The structure of a School of Thought (SOFT) conversation is for two workshop attendees to select a page from Paolo Soleri’s writings. The page is copied and passed out to those in the room and read aloud, prompting questions.
At the session I attended, one text dealt with ecology and was first published in 1970. Here are excerpts from that text:
“The conflict between man’s intelligence and his immature use of it does not imply an inherent evil. If the past saw an ecology imposed by nature on man, the future may witness an ecology evolved by man within a tamed nature.”
“The two elements of compassion, the loneliness peculiar to man and the indifference cruelly and beautifully practiced by the cosmos, will always determine the quality of human life . . . Up to us is the transfiguration of the struggle between compassion and indifference into a more inclusive divinity: the ecology of a compassionate universe.”
And from a 2005 text:
“One thing we should label correctly is time pollution, i.e. the daily waste of time due to moving things and people from here to there. The time wasted commuting for instance, is one of the main time pollutions of affluence and hyper-consumption. Motion implies energy spent, thus commuting is a double slam of time pollution and energy waste.”

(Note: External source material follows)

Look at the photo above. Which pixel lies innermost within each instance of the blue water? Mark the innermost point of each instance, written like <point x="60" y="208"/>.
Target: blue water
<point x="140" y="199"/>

“A culture based on the automobile leads to the diaspora of habitat, inevitably segregating people and stifling true novelty, the synergies of culture and civilization.”
“An aerial view of exurban diaspora evidences that grotesque, monotonous, shallow, delusional life . . . but serves well the production, consumption, segregation waste, and pollution cycle of raw capitalism.”
“Even the sun, source and resource of life, is nothing more than a super hot gaseous mass, the most apt god to idolize if we are so inclined.”
These texts prompted a discussion that included the following statements:
When Soleri speaks, his hands are as conductor’s batons. Fingers made slender by years and taut skin. His gestures add nuance to his voice. The fingers of one hand curl into a circle, then, the other hand follows in a slow ballet.
“History is less relevant than evolution.”
“The future is never very distant.”
“What has happened cannot be unhappened.”
“Goodness only comes from Theology? Pure nonsense. Pure nonsense.”
“History is full of noble documents indicating ways to behave better.”
“The physical environment is a cage, a skeleton.”
“A hundred years ago, no one could imagine a city without horses.”
“We must marginalize the car.”
Soleri closed the ninety-minute session by calling for two workshoppers to volunteer to select the SOFT texts for next week.
And we adjourned. Conversations in pairs and threes continued in the room.
Soleri passed close to me, and I asked if I could take his picture. He demurred with a cherubic look.
“I find I remember so much more of people’s words when I can see their face,” I said.
The cherub brightened and put his arm around a tall, healthy blonde, and as they both struck a pose, I got one click.